Days passed the way they always did in Palatine when the palace decided to stop pretending it was indecisive and finally commit to a direction, with a flurry of signatures that made entire lives feel like they'd been moved two squares on a board overnight.

The engagement contract arrived in layers. First the drafts, then the 'small adjustments,' then the version that was apparently final until someone panicked and 'realized' a clause needed to be clarified, and then, at last, the final-final document that came with seals so heavy they felt like threats. Lucas and Trevor's legal team tore it apart with the precision reserved for men who'd survived too many courts to be impressed by ceremonial ink. 

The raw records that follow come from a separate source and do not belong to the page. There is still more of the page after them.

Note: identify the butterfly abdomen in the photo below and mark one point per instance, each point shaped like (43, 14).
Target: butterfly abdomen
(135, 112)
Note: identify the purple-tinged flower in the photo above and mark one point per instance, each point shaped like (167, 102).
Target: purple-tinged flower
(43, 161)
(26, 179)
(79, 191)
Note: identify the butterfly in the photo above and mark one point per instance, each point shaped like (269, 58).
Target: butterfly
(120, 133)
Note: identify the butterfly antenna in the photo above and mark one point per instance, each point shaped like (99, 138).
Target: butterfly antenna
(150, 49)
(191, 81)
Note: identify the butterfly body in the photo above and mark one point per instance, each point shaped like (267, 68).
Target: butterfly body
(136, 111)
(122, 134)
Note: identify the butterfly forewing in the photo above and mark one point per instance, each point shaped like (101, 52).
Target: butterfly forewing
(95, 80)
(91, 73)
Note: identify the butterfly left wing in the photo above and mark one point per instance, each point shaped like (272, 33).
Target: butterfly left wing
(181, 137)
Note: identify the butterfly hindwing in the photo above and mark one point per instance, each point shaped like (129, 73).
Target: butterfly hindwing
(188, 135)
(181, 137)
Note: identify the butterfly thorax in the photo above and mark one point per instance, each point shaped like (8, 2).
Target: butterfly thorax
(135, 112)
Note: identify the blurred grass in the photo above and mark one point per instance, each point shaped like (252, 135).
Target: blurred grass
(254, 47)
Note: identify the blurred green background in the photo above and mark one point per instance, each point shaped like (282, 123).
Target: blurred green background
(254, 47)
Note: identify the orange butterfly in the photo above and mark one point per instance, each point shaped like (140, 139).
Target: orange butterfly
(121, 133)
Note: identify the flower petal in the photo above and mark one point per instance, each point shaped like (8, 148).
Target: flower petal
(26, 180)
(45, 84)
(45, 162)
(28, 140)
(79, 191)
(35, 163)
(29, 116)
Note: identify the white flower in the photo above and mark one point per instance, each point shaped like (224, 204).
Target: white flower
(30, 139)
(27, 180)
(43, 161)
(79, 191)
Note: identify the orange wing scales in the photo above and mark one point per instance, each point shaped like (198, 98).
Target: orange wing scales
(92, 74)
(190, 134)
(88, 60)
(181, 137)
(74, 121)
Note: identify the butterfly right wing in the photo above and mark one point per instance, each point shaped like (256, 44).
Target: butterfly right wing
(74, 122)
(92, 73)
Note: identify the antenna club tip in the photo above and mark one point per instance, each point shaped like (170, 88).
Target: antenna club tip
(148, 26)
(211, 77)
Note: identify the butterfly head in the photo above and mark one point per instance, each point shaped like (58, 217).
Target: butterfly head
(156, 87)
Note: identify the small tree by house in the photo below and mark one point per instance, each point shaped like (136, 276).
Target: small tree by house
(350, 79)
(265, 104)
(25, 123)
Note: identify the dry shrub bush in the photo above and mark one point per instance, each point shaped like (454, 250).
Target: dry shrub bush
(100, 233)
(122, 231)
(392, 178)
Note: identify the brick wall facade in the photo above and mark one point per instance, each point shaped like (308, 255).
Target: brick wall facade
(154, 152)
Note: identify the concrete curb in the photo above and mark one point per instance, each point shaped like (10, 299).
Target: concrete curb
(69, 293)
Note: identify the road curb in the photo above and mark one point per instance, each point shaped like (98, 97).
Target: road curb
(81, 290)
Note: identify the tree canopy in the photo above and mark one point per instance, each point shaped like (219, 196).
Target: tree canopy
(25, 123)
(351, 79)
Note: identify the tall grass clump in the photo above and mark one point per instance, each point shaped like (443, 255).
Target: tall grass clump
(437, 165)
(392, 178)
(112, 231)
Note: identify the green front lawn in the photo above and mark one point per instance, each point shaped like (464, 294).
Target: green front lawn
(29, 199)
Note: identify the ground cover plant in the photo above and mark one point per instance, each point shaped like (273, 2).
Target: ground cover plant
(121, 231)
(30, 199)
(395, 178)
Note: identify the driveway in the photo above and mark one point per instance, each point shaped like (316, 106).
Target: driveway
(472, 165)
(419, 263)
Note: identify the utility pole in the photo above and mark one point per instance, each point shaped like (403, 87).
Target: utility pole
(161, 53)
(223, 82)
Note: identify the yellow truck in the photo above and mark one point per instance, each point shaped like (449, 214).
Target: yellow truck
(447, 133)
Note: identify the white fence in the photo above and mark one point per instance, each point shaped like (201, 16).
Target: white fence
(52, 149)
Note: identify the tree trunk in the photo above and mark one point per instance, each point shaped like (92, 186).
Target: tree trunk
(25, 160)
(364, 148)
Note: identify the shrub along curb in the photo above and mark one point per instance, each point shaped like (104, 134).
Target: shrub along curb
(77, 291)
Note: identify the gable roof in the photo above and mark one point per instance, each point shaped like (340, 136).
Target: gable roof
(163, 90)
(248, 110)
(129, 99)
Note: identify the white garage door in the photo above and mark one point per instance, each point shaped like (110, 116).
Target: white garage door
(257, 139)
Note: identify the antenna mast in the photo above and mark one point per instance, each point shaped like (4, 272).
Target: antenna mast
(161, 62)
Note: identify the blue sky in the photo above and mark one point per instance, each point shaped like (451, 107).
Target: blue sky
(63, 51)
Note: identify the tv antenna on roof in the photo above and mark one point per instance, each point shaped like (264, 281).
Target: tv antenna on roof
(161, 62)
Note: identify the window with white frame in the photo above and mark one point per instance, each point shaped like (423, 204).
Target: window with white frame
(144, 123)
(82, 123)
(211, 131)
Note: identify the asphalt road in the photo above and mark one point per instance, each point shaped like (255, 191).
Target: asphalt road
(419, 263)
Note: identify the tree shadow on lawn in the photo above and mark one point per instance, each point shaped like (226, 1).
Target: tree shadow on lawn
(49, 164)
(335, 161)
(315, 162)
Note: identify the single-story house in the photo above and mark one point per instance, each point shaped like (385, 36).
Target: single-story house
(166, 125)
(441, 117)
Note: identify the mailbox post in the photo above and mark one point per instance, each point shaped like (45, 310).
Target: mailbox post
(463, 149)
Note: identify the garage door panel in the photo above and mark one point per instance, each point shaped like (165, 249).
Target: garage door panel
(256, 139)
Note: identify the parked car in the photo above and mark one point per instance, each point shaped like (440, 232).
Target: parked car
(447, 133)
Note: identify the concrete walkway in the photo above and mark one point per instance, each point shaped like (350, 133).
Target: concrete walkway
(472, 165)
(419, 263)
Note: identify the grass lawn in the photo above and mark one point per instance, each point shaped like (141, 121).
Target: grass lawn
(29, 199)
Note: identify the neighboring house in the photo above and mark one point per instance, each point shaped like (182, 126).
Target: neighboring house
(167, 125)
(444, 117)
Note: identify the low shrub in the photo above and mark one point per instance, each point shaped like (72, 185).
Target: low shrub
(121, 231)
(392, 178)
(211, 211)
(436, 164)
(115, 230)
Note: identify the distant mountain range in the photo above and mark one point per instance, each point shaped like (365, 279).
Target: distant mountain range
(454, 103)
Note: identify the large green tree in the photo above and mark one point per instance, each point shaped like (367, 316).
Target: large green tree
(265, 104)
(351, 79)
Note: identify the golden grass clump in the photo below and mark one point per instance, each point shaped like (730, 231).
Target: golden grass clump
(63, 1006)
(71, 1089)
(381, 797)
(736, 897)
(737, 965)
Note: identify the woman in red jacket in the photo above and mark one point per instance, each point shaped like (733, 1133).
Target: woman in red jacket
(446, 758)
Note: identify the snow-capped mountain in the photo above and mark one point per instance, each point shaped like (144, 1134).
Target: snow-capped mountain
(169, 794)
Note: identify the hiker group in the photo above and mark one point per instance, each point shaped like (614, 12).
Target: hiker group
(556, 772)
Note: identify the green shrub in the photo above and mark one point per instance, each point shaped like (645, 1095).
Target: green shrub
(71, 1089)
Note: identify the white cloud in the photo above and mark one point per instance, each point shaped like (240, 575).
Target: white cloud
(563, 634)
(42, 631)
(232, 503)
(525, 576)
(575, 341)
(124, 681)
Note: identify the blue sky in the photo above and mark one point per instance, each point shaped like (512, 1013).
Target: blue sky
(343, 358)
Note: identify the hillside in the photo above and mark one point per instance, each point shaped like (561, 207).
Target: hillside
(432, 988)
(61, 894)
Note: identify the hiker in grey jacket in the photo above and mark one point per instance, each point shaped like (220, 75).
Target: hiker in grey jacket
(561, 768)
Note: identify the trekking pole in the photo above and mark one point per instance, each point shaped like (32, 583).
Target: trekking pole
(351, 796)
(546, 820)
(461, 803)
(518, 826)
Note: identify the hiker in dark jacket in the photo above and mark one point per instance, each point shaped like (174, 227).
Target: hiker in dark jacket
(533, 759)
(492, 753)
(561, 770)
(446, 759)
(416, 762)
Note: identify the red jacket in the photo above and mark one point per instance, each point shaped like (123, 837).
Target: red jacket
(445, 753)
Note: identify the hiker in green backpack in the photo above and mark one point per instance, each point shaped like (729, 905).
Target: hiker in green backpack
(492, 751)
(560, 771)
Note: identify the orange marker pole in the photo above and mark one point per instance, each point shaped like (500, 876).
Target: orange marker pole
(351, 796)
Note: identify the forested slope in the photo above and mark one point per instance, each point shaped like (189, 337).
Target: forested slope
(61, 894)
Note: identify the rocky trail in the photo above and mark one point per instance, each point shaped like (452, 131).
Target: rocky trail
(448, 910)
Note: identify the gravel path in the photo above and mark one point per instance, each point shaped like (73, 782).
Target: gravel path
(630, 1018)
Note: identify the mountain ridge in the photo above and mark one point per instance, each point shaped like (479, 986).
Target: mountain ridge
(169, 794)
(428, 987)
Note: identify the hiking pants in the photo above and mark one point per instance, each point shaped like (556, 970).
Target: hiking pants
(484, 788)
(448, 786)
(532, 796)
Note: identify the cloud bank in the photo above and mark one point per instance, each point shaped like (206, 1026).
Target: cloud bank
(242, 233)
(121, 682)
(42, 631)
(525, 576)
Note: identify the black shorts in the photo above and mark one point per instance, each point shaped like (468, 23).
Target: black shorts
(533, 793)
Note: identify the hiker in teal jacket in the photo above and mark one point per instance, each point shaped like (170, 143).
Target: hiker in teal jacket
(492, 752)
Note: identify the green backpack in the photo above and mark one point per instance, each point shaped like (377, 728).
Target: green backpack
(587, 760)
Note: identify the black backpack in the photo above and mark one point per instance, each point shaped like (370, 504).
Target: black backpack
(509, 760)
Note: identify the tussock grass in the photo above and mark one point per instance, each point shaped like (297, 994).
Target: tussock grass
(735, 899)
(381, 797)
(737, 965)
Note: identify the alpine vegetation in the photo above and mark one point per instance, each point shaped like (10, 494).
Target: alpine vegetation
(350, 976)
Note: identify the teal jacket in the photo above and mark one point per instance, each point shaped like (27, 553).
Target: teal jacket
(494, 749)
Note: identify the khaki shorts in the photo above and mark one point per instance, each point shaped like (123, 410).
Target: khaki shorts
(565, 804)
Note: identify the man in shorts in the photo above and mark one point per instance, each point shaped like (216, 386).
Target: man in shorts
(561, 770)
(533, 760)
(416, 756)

Alamina's envoy sent back corrections that were polite in wording and brutal in implication. Palatine tried to stall once more, out of habit, and Arion, apparently deciding he'd suffered enough of their marble diplomacy, made it very clear that time was not an infinite resource and that he did not do 'indefinite.'

In the end, all parties accepted it. No one got everything. Everyone got enough.

Dean got the one clause he hadn't compromised on: his autonomy. 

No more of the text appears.